How to Fix fileReferenceURL() to Work with NSURL in Swift 3 and Swift 4

I am upgrading the code base of the Word Counter to Swift 3. Yeah, you read that right. I didn’t touch the Swift code base for almost 2 years now. Horrible, I know – and I’m punished for deferring this so long in every module I try to convert and build.

One very interesting problem was runtime crashes in a submodule I build where URLs were nil all of a sudden. This code from 2015 (!!) used to work:

public struct LocalURL {
    public let URL: NSURL
    
    public init(URL: NSURL) {
        assert(URL.fileURL)
        
        if URL.isFileReferenceURL() {
            self.URL = URL
        } else {
            self.URL = URL.fileReferenceURL()!
        }
    }
    // ...
}

Yeah, some unicorns are dying from my code thanks to force unwrapping. This is not the only place I did that. I was a terrible Swift citizen in 2015, it turns out.

Apart from my low Swift !-standards, this did use to work. Now it doesn’t. Even for an existing file path, URL.fileReferenceURL() just returns the same URL as you put in; this is clearly not what I was aiming for, since fileReferenceURL() is supposed to convert existing file URLs to a path-independent pointer to a file, aka a “file reference”. These look something like file:///.file/id=6571367.437879/ instead of file:///tmp/test.txt.

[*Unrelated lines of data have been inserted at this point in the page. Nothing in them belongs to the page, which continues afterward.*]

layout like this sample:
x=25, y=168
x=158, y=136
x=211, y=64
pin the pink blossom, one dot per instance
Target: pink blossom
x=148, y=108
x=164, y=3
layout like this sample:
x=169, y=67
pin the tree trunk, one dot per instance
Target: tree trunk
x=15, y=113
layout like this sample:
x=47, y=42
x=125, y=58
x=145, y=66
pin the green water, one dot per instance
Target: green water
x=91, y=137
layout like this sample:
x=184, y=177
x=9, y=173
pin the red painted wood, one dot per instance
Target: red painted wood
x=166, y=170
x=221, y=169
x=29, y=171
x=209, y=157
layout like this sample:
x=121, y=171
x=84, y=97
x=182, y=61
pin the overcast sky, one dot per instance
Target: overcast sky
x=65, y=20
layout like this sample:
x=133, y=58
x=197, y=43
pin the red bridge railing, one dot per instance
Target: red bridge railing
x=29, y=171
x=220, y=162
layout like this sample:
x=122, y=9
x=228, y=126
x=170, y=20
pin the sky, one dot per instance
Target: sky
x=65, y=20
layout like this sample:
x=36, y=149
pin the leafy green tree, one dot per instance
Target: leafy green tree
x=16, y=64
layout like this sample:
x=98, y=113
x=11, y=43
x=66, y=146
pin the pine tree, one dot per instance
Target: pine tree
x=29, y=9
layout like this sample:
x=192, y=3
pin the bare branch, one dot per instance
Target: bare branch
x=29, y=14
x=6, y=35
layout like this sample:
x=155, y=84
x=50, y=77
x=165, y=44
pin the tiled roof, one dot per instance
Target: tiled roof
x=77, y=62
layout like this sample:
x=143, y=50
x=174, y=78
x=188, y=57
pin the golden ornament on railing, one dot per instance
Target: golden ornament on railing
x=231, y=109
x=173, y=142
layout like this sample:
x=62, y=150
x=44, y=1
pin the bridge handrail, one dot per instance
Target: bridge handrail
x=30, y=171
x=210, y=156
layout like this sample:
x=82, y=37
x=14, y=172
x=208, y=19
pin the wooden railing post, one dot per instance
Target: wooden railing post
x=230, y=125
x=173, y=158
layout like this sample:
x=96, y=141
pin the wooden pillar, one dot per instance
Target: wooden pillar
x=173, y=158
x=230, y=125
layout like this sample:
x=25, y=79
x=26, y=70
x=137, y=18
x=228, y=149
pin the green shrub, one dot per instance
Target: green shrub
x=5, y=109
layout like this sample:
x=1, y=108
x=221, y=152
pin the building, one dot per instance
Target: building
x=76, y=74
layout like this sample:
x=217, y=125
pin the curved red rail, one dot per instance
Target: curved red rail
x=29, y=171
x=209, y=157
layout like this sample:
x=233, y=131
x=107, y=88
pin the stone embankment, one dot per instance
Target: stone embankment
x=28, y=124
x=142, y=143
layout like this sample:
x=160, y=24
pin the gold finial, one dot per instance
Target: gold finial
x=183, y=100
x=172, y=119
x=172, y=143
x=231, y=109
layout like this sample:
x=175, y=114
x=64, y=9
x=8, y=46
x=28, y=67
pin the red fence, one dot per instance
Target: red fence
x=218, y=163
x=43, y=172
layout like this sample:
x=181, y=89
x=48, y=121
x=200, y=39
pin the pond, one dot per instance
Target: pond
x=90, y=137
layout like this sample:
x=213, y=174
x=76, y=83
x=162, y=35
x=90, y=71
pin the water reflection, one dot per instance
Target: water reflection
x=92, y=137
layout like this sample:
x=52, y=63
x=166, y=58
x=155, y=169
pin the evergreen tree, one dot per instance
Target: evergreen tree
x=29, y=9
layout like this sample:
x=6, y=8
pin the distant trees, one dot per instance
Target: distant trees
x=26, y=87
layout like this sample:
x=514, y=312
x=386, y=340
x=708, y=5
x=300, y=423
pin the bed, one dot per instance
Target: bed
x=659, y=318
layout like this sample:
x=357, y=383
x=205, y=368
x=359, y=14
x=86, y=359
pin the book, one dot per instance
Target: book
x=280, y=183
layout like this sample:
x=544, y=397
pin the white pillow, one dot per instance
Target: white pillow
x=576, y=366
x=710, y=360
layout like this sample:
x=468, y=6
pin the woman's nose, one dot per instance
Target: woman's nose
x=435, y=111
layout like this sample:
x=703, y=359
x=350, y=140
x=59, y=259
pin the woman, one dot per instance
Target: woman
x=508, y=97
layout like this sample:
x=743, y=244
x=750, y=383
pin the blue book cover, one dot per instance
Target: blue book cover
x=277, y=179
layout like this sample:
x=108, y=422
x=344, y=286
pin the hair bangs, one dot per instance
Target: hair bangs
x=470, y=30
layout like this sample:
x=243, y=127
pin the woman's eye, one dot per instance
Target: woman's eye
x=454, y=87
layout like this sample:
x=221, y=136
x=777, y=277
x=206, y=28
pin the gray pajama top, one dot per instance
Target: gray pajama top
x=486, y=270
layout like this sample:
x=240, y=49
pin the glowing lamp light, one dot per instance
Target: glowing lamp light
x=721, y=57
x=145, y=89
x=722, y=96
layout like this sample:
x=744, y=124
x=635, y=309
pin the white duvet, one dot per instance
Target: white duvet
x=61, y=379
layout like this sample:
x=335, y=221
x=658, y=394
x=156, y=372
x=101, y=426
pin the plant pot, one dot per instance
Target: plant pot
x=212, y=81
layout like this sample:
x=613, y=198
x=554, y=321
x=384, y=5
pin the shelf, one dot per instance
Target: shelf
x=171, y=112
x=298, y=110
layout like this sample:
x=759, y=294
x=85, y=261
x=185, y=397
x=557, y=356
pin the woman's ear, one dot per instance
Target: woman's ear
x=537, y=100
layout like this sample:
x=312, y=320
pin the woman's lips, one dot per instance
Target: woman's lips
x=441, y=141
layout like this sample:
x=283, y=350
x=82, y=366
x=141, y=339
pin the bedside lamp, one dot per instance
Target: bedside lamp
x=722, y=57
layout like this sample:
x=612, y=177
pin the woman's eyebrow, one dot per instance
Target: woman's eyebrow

After casting from URL to NSURL and back for a while, I discovered Swift Bug SR-2728: apparently this is a known problem since Swift 3. Seems to be related to the bridging between NSURL, which is an NSObject subclass, and URL, which is a Swift struct.

An annoyingly verbose workaround by Charles Srstka for Swift 3.1 is to perform all the work in the Objective-C runtime:

if let refURL = (url as NSURL).perform(#selector(NSURL.fileReferenceURL))?.takeUnretainedValue() as? NSURL {
	print(refURL) // will print something along the lines of 'file:///.file/id=01234546.789012345'
}

That does indeed work! So if you have to work on a Swift 3.1 codebase and encounter this, there you go.

Swift 4.1 has a simpler mechanism to ensure you get a NSURL instead of a URL – the only type that supports file reference URLs as of September 2018, still.

if let fileRefURL = (url as NSURL).fileReferenceURL() as NSURL? { 
    print(fileRefURL)
}

Try that in the Swift 4.1 REPL to see that it works. Whew.

I do understand that there may be reasons to remove fileReferenceURL from URL and leave it on NSURL, but when you do invoke it on NSURL, I think it should at least return another NSURL object that works as expected instead of bridging to Swift’s URL struct that, for some reason, won’t work.

Interestingly enough, if you do know the file reference, e.g. file:///.file/id=6571367.437879/, you can work with Swift’s plain URL just fine:

let url = URL(string: "file:///.file/id=6571367.437879/")
print(url?.path)
// Output: 
//   /private/etc/tmp/test.txt

So when Swift’s Foundation URL type supports getting a path from a file reference URL, why does the fileReferenceURL() stuff not work?

Beats me!

If you happen to know something more, I’d be happy to know about the secret in the comments.